What follows are the powered saws that are quite good at making straight cuts.

1. Circular Saw

This may be the most common portable powered saw on the market. It is perfect for making straight cuts quickly into the material. You can quickly change out the blade. And the saw itself is fairly straightforward to use. However, making curved cuts is somewhat out of its reach.
Circular Saw cutting angle

Can I use a circular saw instead of a jigsaw?
A circular saw is a perfect alternative to a jigsaw for straight cuts and angled cuts. In fact, a circular saw is a better power tool for these tasks. But, a circular saw is not designed to cut curves and complex shapes like a jigsaw.

2. Track Saw

A track saw is a circular saw on precision guide rails.
Track saw Cutting Large OSB Board
This saw is perfect for ripping boards, cutting trim, and making smooth cuts across panels. It is well-suited for use as a plunge saw since you can easily set the depth of the blade.

3. Dremel Saw-Max

The Dremel saw-max is a compact cordless circular saw designed to work with one hand. It has a unique design. This saw looks more like an angle grinder with a base shoe attached to it.

Dremel US20V-01 Circular Saw - Alternative to Jigsaw

This type of saw is small but quite versatile. You can use this saw to cut wood, metal, tiles, drywall, laminate, countertops, plastic, plexiglass, etc.

It’s handy, fast, and you can change the blades out quickly.

4. Reciprocating Saw

The reciprocating saw works on the same principle as a jigsaw. In both cases, the reciprocating blade with its cutting teeth pointing towards the base shoe of the tool cuts through the material.

Using Reciprocating Saw
So, can you use a reciprocating saw as a jigsaw?
Yes. You could use a reciprocating saw to cut curves, shapes, and straight paths. However, this is a type of saw that creates rough cuts. So, unless you want to spend a considerable amount of time smoothing out the cuts, this saw is best used for demolition work.

For more information, see this detailed comparison between jigsaw vs reciprocating saw here.

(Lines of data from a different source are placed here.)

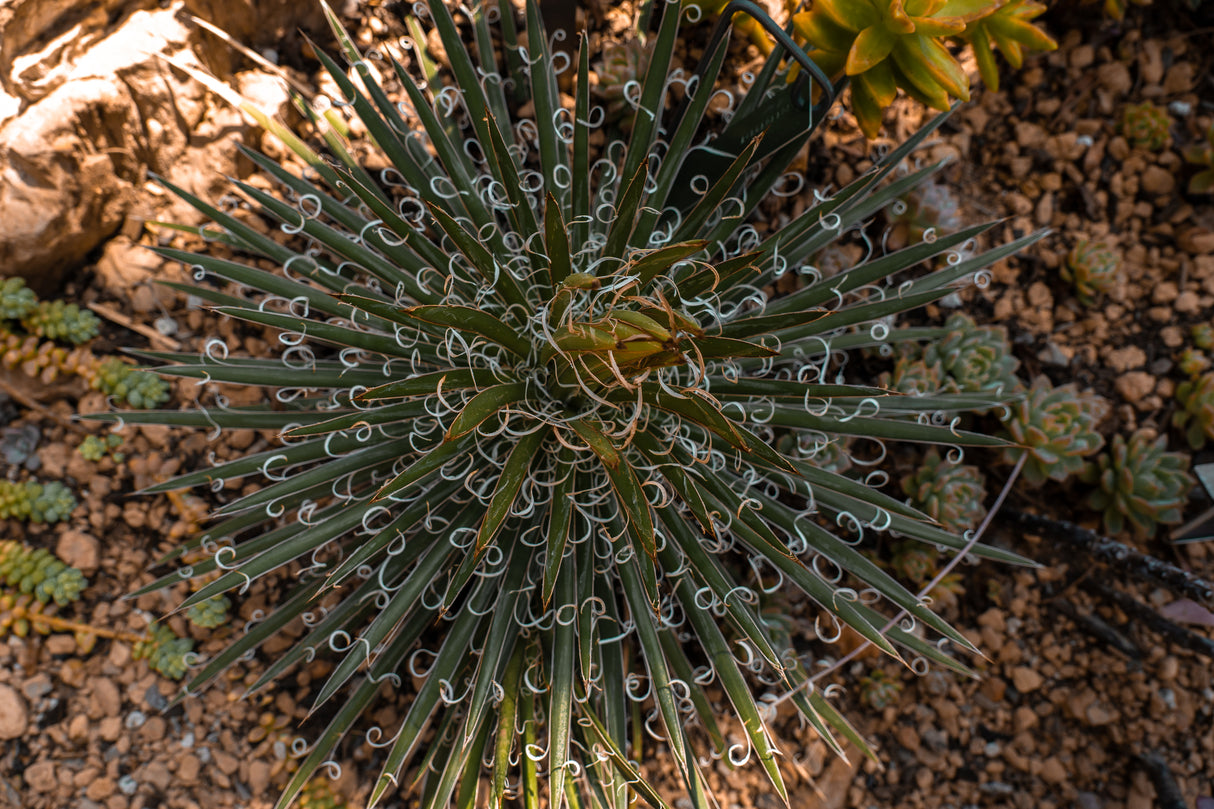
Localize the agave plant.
[1059,239,1122,306]
[1004,377,1108,486]
[902,448,986,533]
[92,0,1036,809]
[1082,430,1195,538]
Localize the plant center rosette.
[88,1,1036,807]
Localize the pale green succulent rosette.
[1083,430,1193,538]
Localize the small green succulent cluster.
[90,357,169,409]
[1080,430,1193,538]
[1172,372,1214,449]
[300,775,347,809]
[923,313,1020,395]
[76,432,126,464]
[1189,323,1214,351]
[1122,101,1172,152]
[131,623,194,680]
[0,480,76,522]
[0,424,42,471]
[0,539,89,606]
[902,447,986,533]
[1060,239,1122,306]
[96,0,1038,809]
[1185,124,1214,194]
[892,182,965,244]
[1003,377,1108,486]
[595,38,649,129]
[186,595,232,629]
[0,278,101,345]
[1176,349,1210,377]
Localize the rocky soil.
[0,0,1214,809]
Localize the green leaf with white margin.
[569,418,657,561]
[375,436,475,500]
[618,558,708,805]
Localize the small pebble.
[0,685,29,739]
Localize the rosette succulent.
[923,313,1020,395]
[1003,377,1108,486]
[1172,372,1214,449]
[902,448,986,533]
[1060,239,1122,306]
[793,0,1057,137]
[1122,101,1172,152]
[880,356,952,396]
[1082,430,1193,538]
[92,0,1036,809]
[21,300,101,345]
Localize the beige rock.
[89,677,123,719]
[84,777,114,800]
[1105,345,1146,373]
[212,751,240,775]
[55,531,101,576]
[249,758,270,798]
[0,685,29,739]
[141,762,173,794]
[177,753,203,783]
[1011,666,1044,694]
[1042,756,1067,783]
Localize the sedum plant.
[0,480,76,524]
[1080,430,1193,539]
[1122,101,1172,152]
[923,313,1020,395]
[100,0,1037,809]
[1003,377,1108,486]
[1060,239,1122,306]
[793,0,1057,137]
[902,448,986,533]
[1184,124,1214,194]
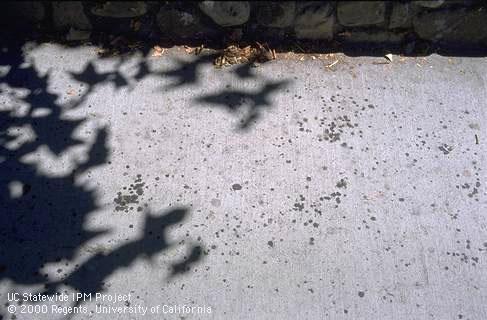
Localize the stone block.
[389,2,412,29]
[52,1,91,30]
[294,1,335,39]
[91,1,147,18]
[413,8,487,46]
[198,1,250,27]
[255,1,296,28]
[337,1,386,27]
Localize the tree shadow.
[195,80,289,130]
[0,33,203,318]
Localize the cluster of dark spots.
[446,250,479,267]
[336,179,347,189]
[438,143,453,155]
[113,174,147,212]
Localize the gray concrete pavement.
[0,44,487,319]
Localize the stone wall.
[4,0,487,47]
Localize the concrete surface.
[0,44,487,319]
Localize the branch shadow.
[195,80,290,130]
[0,35,203,318]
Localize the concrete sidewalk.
[0,44,487,320]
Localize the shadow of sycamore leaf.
[196,80,289,129]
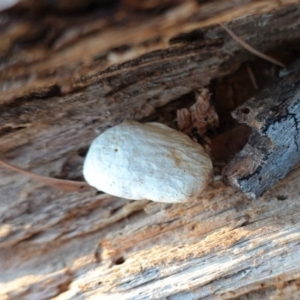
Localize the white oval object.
[83,121,212,202]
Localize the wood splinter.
[223,63,300,198]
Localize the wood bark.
[223,61,300,198]
[0,0,300,299]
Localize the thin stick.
[220,24,286,68]
[0,158,91,192]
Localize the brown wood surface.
[0,0,300,299]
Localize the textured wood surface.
[223,61,300,198]
[0,0,300,299]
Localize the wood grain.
[0,0,300,300]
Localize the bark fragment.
[223,63,300,198]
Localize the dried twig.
[220,24,286,68]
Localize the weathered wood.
[223,62,300,198]
[0,0,300,300]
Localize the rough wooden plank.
[223,62,300,198]
[0,1,300,299]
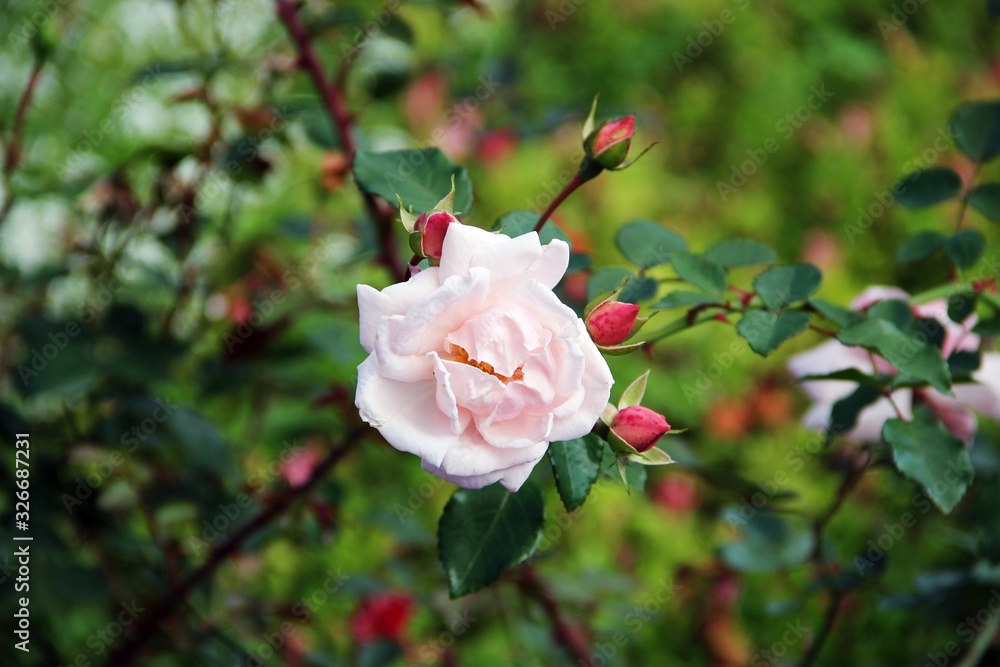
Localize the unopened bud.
[611,405,670,454]
[587,301,639,346]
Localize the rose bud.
[611,405,670,454]
[586,301,639,346]
[583,116,635,169]
[416,211,458,259]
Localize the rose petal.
[440,225,510,282]
[476,410,553,449]
[423,441,548,492]
[439,359,504,416]
[549,321,615,440]
[851,285,910,310]
[358,267,441,352]
[355,357,462,465]
[447,306,551,377]
[431,352,472,435]
[471,232,569,289]
[422,456,542,493]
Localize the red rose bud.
[611,405,670,454]
[583,116,635,169]
[417,211,458,259]
[587,301,639,347]
[351,593,413,644]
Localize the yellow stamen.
[451,345,524,384]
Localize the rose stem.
[275,0,408,282]
[535,174,589,233]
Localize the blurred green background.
[0,0,1000,667]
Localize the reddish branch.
[517,565,592,667]
[275,0,407,282]
[0,60,44,223]
[107,434,366,667]
[535,174,587,233]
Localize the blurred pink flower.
[788,286,1000,443]
[651,475,700,514]
[281,444,323,489]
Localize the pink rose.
[355,224,614,491]
[788,286,1000,443]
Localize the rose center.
[451,343,524,384]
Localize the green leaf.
[753,264,823,310]
[837,319,951,394]
[948,292,979,324]
[896,232,948,264]
[826,384,883,444]
[652,290,721,310]
[490,211,573,246]
[948,350,983,380]
[587,266,659,303]
[868,299,916,331]
[720,503,814,572]
[944,229,986,269]
[736,309,809,357]
[354,148,472,213]
[968,183,1000,222]
[670,250,727,294]
[951,102,1000,162]
[882,410,973,514]
[705,239,778,267]
[618,371,649,410]
[438,482,545,598]
[601,447,646,493]
[615,220,687,268]
[892,167,962,208]
[549,433,604,512]
[809,299,865,327]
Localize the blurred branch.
[275,0,408,282]
[517,565,591,667]
[106,424,368,667]
[0,59,45,225]
[799,450,870,667]
[799,588,844,667]
[535,174,589,233]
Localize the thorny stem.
[535,174,588,233]
[100,434,365,667]
[275,0,407,282]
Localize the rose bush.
[788,286,1000,443]
[356,224,613,491]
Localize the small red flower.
[351,593,413,644]
[587,301,639,346]
[417,211,458,259]
[611,405,670,454]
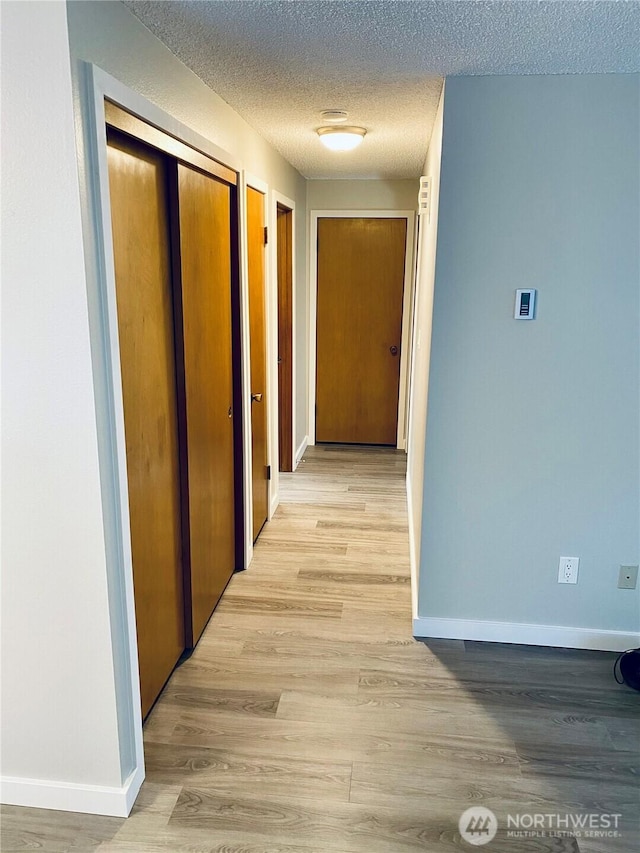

The reciprocating saw is relatively simple to use. It’s also fast and can make precise cuts. However, it does leave rough edges.

5. Hacksaw

The hacksaw is often used for metal cutting than wood, but it can also cut wood with the right blade. Hacksaws are easy to use, adjustable, and quite durable. You can find a wide variety of blades available to make curved cuts.
Hacksaw Cutting wood
While the coping and fret saws are arguably better for making curved cuts in wood, the hacksaw is more versatile and can be used with different materials.